Еще двадцать или тридцать саней летели вместе с ними. Четыре фрейлины были приставлены только к ней. Две из них: мадемуазель Карр и княжна Репнина учили ее делать на свой манер прическу: сверху гладко, а на ушах гнезда от цветов. Она долго думала, но не стала таким образом класть волосы…
— Москва!
Длинное «а-а-а» словно раскатилось по равнине. Сани встали, но полет продолжался. Здесь, в последней станции, их встретил молодой и предупредительный граф Сивере. Он объявил, что императрица ждет их приезда именно вечером. Отдохнув, они уже в темноте поскакали дальше. И как-то незаметно начался этот не имеющий границ и точных очертаний город. Скакать по нему, казалось, можно было в любых направлениях.
Опять, в который раз, была тьма, но впереди сияло зарево. Она закрыла глаза. Золотые и пурпурные полосы четко обозначились на каретной стене. К ним можно было протянуть руку…

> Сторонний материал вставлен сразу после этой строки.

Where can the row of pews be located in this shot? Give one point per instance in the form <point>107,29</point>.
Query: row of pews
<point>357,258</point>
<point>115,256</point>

Через что-то очень важное переступила она в самом начале. Там было окно, к которому подошла она утром. Напротив, у ограды с чугунными шарами, стоял юный гвардеец без шапки, и ветер трепал у него волосы. Когда она садилась в карету, то увидела его в четырех шагах, как в лесу. Некое чувство поднялось у нее из глубины, прилило к сердцу. Она вновь ощутила сильные руки, поднимающие ее из снега. Выше, выше, к самому небу, в счастливую пустоту. И тут пурпурная с золотом лента через плечо у подавшего ей руку генерала перечеркнула все. Не изменив лица, посмотрела она мимо гвардейца, и он исчез так же чудесно, как явился ей…
Она открыла глаза, ослепленная. Сотни ярких огней горели, рядами отражаясь в сверкающем снегу. Карета подлетела птицей, остановилась посредине этих огней. Не чувствуя земли, прошла она в высокие двери. Там, посреди залы, стоял и улыбался ей долговязый мальчик из Эйтина. Это было невероятно, до какой степени не изменилось его лицо. Оно стало еще больше детским, чем тогда, в одиннадцать лет. Подбородок совсем сузился книзу, рот сделался шире. Младенческая припухлость под ним виделась яснее, а посредине лица круглым мячиком закрепился нос с двумя совершенно круглыми отверстиями. В глазах его читалась та же радость, как и в эйтинском доме, когда она разрешила ему играть с собой. Была еще в них некая знакомая выпуклость, но без всякого характера.